Sie hatte die Deckenlampe ausgeschaltet, damit das Licht weder Parkkonen noch andere Verwaltungsschmetterlinge anzog, die vielleicht noch am Arbeitsplatz waren. Das Licht der Schreibtischlampe und der von Jokelas Pflanze gefilterte Schein der Hoflampen genügten völlig.

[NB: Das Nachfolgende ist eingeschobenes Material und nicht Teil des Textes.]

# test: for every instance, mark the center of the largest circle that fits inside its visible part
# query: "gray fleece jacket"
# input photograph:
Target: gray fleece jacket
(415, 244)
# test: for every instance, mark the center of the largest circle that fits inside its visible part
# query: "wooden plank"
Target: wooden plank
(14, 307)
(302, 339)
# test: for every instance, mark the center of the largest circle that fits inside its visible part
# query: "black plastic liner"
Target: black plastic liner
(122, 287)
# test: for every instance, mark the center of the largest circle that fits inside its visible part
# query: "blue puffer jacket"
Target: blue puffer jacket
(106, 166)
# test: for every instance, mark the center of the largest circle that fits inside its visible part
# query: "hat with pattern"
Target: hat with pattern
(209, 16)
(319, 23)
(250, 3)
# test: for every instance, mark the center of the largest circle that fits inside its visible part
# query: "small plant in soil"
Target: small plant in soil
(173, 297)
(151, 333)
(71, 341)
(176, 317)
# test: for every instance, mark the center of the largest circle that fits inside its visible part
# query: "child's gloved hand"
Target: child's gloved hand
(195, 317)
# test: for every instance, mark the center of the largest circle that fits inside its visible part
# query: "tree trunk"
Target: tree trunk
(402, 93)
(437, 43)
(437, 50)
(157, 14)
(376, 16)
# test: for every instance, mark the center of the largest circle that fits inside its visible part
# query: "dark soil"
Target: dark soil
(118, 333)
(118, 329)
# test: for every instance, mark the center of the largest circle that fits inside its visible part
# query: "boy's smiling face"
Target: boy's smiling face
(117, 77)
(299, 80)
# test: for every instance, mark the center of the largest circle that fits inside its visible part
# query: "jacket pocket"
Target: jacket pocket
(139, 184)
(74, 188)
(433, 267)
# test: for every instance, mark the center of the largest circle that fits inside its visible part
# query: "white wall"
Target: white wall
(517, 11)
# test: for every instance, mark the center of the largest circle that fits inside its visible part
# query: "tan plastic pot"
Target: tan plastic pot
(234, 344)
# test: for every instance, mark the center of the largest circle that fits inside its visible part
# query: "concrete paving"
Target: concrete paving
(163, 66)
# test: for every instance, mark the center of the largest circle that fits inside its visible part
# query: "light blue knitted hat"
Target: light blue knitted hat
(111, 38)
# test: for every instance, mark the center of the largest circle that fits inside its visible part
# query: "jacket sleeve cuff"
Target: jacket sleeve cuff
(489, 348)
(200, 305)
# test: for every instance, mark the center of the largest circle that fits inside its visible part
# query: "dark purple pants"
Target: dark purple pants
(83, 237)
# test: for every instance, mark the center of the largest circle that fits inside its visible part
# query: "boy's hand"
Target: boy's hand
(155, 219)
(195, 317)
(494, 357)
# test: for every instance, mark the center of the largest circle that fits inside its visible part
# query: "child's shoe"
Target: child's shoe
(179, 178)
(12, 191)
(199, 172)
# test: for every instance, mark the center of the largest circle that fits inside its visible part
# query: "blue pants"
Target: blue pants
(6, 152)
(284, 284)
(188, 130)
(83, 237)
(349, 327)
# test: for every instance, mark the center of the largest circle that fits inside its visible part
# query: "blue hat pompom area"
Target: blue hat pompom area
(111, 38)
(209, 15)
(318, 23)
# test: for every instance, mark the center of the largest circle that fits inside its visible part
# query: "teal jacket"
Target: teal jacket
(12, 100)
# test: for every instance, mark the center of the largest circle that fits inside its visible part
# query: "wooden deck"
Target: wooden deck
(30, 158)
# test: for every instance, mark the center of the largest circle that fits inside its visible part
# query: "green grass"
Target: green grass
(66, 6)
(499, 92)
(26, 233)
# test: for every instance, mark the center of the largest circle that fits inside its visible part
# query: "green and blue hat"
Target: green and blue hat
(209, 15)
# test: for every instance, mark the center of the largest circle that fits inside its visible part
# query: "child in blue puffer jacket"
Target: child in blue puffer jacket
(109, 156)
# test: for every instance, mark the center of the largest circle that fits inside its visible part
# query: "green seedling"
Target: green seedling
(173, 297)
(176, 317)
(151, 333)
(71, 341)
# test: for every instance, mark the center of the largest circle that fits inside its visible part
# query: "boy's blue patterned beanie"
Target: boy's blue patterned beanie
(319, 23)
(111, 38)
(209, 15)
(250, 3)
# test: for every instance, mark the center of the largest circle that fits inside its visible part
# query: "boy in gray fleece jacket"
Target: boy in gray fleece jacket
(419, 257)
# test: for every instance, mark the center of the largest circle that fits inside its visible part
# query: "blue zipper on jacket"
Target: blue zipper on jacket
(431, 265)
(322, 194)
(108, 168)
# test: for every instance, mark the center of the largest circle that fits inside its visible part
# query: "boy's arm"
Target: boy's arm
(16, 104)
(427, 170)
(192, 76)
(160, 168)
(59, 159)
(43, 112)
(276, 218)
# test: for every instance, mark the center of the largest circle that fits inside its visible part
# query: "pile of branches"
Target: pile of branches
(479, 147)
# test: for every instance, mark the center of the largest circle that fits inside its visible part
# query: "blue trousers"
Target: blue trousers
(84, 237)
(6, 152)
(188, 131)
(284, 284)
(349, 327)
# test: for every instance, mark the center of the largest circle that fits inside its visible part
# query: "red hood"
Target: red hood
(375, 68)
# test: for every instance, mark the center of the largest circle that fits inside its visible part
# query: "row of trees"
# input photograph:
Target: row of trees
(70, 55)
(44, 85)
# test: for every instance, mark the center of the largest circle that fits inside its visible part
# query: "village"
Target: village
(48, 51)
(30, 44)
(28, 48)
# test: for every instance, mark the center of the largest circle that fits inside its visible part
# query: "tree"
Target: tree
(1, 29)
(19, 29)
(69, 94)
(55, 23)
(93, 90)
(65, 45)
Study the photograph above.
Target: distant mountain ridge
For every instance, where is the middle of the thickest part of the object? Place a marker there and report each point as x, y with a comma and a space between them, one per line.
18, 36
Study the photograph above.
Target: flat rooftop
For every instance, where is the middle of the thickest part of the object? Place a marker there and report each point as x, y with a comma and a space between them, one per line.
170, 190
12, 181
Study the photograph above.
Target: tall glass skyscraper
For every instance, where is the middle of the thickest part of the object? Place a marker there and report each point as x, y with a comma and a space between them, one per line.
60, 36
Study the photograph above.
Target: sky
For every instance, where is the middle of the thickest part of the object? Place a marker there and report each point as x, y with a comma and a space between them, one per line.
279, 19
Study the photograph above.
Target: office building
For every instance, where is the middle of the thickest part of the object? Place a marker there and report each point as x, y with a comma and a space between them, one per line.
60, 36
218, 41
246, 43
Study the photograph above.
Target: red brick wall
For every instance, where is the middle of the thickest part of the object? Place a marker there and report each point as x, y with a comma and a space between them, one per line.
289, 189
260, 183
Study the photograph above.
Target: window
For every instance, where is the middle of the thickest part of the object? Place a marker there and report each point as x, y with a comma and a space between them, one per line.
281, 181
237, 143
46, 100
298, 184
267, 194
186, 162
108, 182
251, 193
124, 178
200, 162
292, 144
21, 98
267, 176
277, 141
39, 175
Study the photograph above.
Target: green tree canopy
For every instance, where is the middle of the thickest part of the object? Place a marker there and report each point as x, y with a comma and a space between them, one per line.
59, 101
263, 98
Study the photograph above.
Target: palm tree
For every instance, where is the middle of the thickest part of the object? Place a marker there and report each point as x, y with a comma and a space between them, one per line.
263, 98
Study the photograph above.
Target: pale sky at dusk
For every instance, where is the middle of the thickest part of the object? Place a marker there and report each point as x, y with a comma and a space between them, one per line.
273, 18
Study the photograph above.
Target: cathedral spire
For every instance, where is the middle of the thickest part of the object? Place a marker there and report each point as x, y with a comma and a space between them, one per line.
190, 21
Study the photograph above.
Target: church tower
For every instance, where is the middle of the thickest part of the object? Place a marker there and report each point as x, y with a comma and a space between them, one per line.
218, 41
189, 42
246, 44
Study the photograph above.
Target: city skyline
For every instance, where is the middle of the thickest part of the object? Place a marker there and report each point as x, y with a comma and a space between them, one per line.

Groos wusste, dass sie vor dem Nachtdienst nach Hause gehen und sich ausruhen sollte, doch der Gedanke wirkte irgendwie kompliziert, schwer zu verwirklichen.
Sie zog die Schublade auf und steckte sich eine Pille in den Mund, behielt sie eine Weile auf der Zunge, als würde sie sie gleich reuevoll wieder ausspucken. Aber zu viel ist einfach zu viel, dachte sie rechtfertigend, goss abgestandenes Wasser in ihr Glas und schluckte die Tablette.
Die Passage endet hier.